А у меня затекла шея от беспрерывных поворотов головы в сторону собеседника для подачи обратной реакции, и было неуютно и неудобно лежать: то ли Клыгин плохо накрыл меня одеялом, то ли просто тело затекло… и что-то глухое, серое растекалось внутри.
– Насчет книжки, ага. Тогда в процедурке ремонт был – Алка сидела в библиотеке, и Шипа соответственно там сидел. Они сказали, значит, а Шипа выдохнул так, будто ему под дых кулаком сунули, и как метнулся через дорогу. Прямо к дому. Вашакидзе с Лангом переглянулись – шары вот такие – и бегом за ним. Еле догнали у подъезда. Обратно чуть ли не волоком тащили, да Шипа особенно не упирался. Понял, наверное. Только борзанул слегка – подлецы, говорит. Ну, ему Ланг показал подлецов. Завел в кубрик вечерком, въехал раз по рогальнику – Шипа враз все тумбочки пособирал.
– Цветков! Товарищ младший сержант, – трагическим голосом сказал Клыгин, просунув голову в палату. – Идите в регистратуру, сестра отлучилась. Оттуда – ни ногой. Хватит членкору лапшу на уши вешать.
Я постанывал, когда Клыгин сдергивал банки с моей спины. Не столько от удовольствия, сколько оттого, что Клыгин ждал этих стонов и был доволен, их услышав. «Все. Спать. Этот бамбук меня заколебал. Хватит рассказов про дурачка. Что я, помойная яма, что ли?»
Но Клыгин, освободив мою спину от полона, плюхнулся на кровать Цветкова и, закатив глаза, пропел:
– О дайте мне поспать хоть один час в сутки!
И немедленно заржал, скосив глаза на меня в ожидании поддержки.
Я вяло улыбнулся.
– Что тут тебе Цветков рассказывал? – осведомился Клыгин.
– Да… про этого… вот тут спал… Шаповаленко, кажется?
– Про Шипу? Оборжесся, да?
Да, оборжесся, кивнул я. Очень смешно и весело. Дураки и созданы для смеха. Ты его мордой в грязь, а он еще и пузыри пускает.

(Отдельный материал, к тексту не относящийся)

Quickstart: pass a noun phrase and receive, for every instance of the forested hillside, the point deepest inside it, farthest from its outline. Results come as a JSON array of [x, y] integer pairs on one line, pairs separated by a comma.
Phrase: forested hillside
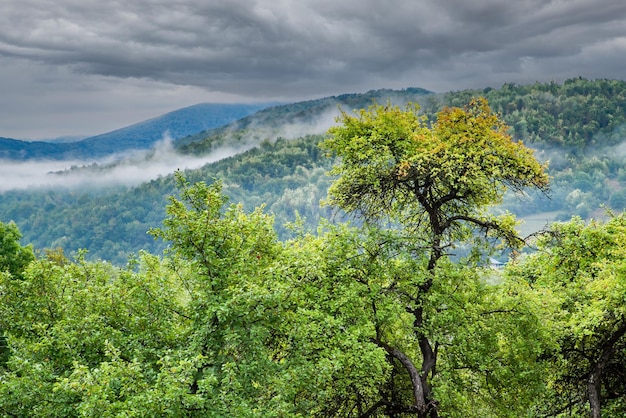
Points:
[[576, 126], [140, 136], [398, 314]]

Смех! Ну как не посмеяться над салабоном. Иди сюда! Дембель, давай! Не понял? Дембель, давай! Больше повторять не буду. Как «что делать?» Иди и спрашивай у салабонов. Все спят? Буди! Не знают? Ладно, мужик, дедушка тебе объяснит, не дай бог, ты после этого не сделаешь. Когда услышишь эти слова, надо побежать и через минуту принести дембель – быстро и без суеты. Понял? Дембель давай! Ну? Припух? Служба медом показалась? Дедушек не уважаешь? А потом… Кулаком в грудь или ладошкой по лицу – и шагом марш в туалет, чтобы я утром зашел и удивился – все сияет. Аттракцион. Комната смеха. Первый год службы – без вины виноватые. Второй – веселые ребята. Это справедливо, более справедливо, чем многое в жизни, где все вперемешку: радость и боль. Одному – сплошная радость, так много, что уж и не в радость она. Другой, как мишень перед удачливым стрелком: что ни удар, то в цель. Слепо. Несправедливо.
Здесь куда лучше. Год боли. Год счастья. Гарантируется. Только та ли радость, что чужой болью рождается? Только тот ли человек, которого выпускают на волю после года жизни «про себя»? Говорил ли он после этого вслух? Не входит ли в кровь это рабское смирение, когда спокоен, видя, как кого-то бьют: слава богу, не меня, тем и счастлив, тем и жив? Когда знаешь: за тебя – только ты.
Бред. Проклятая поляна, на которой застрял мой поезд… когда хочется крикнуть добрым и старым спутникам – сердцу своему, памяти, душе: «Выходите! Ведь мы пока стоим! Ведь «это» – пока позади. Ведь можно пожить немного вслух, можно вдохнуть этот воздух, можно посмотреть на небо», – но не оживает поляна. Ненужной громадой стоит на ней поезд – дитя движения, и зябкими, призрачными видениями сереют за окнами равнодушные лица пассажиров. Мы скоро поедем; мы скоро поедем, и лес, спокойный и морщинистый, опять станет стеной, и облака – трамплины наших надежд и мечтаний – будут болезненно и никчемно мелькать за окном.